Sebagai Bupati Roma pertama diangkatlah Kertiwicana I. Sedangkan putra dari Bupati Kaleng diberi jabatan Ngabei (setingkat Wedana) di Kaleng dengan gelar Kyai Ngabei Wirokerti. Kertiwicana I wafat (dimakamkan di Sampang) dan digantikan oleh putranya yang bergelar Kertiwicana II (makam di Sampang) yang setelah wafatnya digantikan oleh putranya yang bergelar Kertanegara I. Pada masa pemerintahan Kertanegara I inilah ibukota kabupaten Roma dipindah di Jatinegara.

Asal – Usul Nama Wagerglagah/Wagirglagah
Setelah Kabupaten Kaleng dan kabupaten Pucang difusikan oleh Sultan pajang, Kyai Banyakgumarang menekuni dunia kapanditan (mbegawan) dengan belajar dan memperdalam agama Islam kepada Panembahan Grenggeng.
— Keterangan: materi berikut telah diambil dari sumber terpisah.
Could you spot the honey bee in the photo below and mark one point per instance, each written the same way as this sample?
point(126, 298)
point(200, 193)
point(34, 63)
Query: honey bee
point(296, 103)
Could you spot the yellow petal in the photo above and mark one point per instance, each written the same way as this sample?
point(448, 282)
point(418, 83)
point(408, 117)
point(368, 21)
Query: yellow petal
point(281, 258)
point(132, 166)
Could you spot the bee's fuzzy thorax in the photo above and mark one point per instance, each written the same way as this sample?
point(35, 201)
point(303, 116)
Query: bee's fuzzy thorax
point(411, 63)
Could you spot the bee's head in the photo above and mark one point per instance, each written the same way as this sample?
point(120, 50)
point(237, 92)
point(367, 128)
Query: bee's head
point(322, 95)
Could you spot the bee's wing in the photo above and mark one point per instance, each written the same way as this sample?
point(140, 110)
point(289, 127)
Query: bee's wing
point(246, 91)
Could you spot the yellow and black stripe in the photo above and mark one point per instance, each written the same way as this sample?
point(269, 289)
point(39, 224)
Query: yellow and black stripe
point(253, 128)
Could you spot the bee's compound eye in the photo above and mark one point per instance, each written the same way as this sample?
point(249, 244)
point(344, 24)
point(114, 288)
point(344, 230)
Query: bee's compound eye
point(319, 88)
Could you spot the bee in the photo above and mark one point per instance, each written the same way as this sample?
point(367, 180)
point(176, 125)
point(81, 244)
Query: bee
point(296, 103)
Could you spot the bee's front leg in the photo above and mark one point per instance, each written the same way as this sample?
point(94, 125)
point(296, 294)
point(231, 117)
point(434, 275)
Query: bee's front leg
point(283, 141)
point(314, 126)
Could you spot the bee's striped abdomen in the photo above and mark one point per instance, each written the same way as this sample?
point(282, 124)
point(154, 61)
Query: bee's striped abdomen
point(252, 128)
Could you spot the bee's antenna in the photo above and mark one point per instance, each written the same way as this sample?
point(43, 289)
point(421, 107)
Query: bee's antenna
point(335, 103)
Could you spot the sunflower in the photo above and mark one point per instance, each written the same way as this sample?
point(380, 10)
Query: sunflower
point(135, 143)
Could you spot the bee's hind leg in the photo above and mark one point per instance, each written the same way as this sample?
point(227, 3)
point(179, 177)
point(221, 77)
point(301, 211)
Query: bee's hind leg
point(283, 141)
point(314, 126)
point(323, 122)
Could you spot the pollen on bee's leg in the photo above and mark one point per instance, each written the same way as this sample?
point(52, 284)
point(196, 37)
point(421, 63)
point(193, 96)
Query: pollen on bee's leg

Setelah dirasa memiliki bekal yang cukup, Banyakgumarang bertapa di gunung Pletuk, desa Kedungwringin, utara Gombong. Bertahun – tahun ia bersila tanpa bergerak, sampai tempat bersila dan badannya ditumbuhi alang – alang dan rumput glagah. Utusan Kanjeng Panembahan Grenggeng yang diperintahkan untuk memanggil Banyakgumarang pun mengalami kesulitan saat menemukannya. Setelah membabati glagah dan ilalang, barulah Banyakgumarang ditemukan dalam kondisi hidup dan segar badannya. Sejak saat itulah Banyakgumarang disebut Kyai Wagerglagah. Setelah wafat, jenazahnya dimakamkan di bawah pertapaannya di desa kedungwaringin/Kedungwringin.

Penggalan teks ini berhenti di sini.